Gene expression

Random monoallelic expression of three genes clustered within 60 kb of mouse t complex genomic DNA. Sano, Y. et al. Genome Res. 15, 1833–1841 (2001) [PubMed]

There are three mechanisms of gene-dosage control in mammals: random X inactivation, parent-of-origin autosomal gene imprinting and random autosomal inactivation. This last is very rare, but Sano et al. now report a cluster of three genes — Nubp2, Igfals and Jsap1 — on mouse chromosome 17 that undergo this process. In single cells, these genes show X-like, random monoallelic expression, but can switch between active and inactive states during cell division — monoallelic expression correlates with the 50% methylation status of the genomic region. The authors discuss possible mechanisms for such gene expression patterns and their involvement in the biology of the t complex.

Human genetics

An apolipoprotein influencing triglycerides in humans and mice revealed by comparative sequencing. Pennacchio, L. A. et al. Science 294, 169–173 (2001) [PubMed]

Apolipoproteins are known to affect plasma lipid levels in humans — an important factor in susceptibility to heart disease. Pennacchio et al. explored the already known apolipoprotein gene cluster on chromosome 11 for new susceptibility loci. By comparing mouse and human sequence, they identified a new locus, which when knocked out in mice leads to a substantial increase in plasma lipid levels, but when overexpressed causes these levels to drop below wild-type levels. This marked effect prompted the authors to look for SNPs in the human locus — all three rare alleles that they studied were associated with high lipid levels.

Development

Reciprocal mouse and human limb phenotypes caused by gain- and loss-of-function mutations affecting Lmbr1. Clark, R. M. et al. Genetics 159, 715–726 (2001) [PubMed]
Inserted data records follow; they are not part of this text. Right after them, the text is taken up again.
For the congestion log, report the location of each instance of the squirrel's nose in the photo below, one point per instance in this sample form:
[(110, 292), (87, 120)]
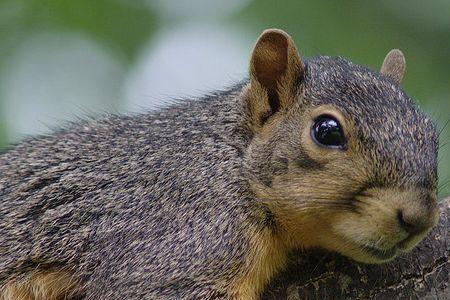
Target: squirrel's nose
[(413, 224)]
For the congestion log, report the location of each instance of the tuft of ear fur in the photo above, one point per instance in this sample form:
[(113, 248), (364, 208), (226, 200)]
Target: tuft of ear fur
[(394, 65), (275, 73)]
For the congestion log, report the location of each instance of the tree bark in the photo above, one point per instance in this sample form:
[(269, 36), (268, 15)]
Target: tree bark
[(422, 274)]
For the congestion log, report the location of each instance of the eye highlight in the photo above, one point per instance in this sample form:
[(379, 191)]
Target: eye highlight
[(327, 132)]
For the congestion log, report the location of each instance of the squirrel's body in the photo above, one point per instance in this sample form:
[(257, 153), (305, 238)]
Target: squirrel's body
[(186, 202), (116, 203)]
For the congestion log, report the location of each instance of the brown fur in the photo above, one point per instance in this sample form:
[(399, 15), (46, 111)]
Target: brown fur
[(49, 285), (205, 199)]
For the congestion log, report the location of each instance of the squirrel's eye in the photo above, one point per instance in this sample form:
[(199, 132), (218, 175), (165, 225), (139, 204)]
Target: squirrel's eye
[(327, 132)]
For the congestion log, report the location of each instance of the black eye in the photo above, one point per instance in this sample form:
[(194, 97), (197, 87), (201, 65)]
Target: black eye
[(327, 132)]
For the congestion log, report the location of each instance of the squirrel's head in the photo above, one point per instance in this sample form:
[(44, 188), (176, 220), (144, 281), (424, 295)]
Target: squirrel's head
[(339, 155)]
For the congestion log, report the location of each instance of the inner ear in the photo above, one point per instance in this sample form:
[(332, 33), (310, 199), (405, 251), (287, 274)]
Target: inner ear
[(275, 67), (394, 65)]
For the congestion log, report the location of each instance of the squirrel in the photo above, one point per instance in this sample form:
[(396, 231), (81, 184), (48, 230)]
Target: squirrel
[(206, 198)]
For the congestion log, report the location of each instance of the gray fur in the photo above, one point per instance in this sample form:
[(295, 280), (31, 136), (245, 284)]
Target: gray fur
[(158, 205)]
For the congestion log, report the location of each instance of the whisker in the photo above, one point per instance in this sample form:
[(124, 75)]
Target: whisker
[(443, 127)]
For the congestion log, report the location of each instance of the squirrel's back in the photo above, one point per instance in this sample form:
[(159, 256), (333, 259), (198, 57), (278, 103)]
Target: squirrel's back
[(206, 198), (130, 189)]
Most of the dominantly inherited preaxial polydactly and syndactyly phenotypes, which affect limb-digit number, map to human chromosome 7q36 and to a homologous region in mice. By using deletion chromosomes, these authors show that limb defects that map to this region in mice result from gain-of-function mutations, rather than by haploinsufficiency. Mice with loss-of-function mutations in limb region 1 (Lmbr1), which might be allelic to the known limb morphology mutants Hemimelic extra toes and Hammertoe, have fewer limb digits than normal. Because this phenotype is reciprocal to polydactly, the authors propose that levels of Lmbr1 activity control the morphology of the vertebrate limb skeleton.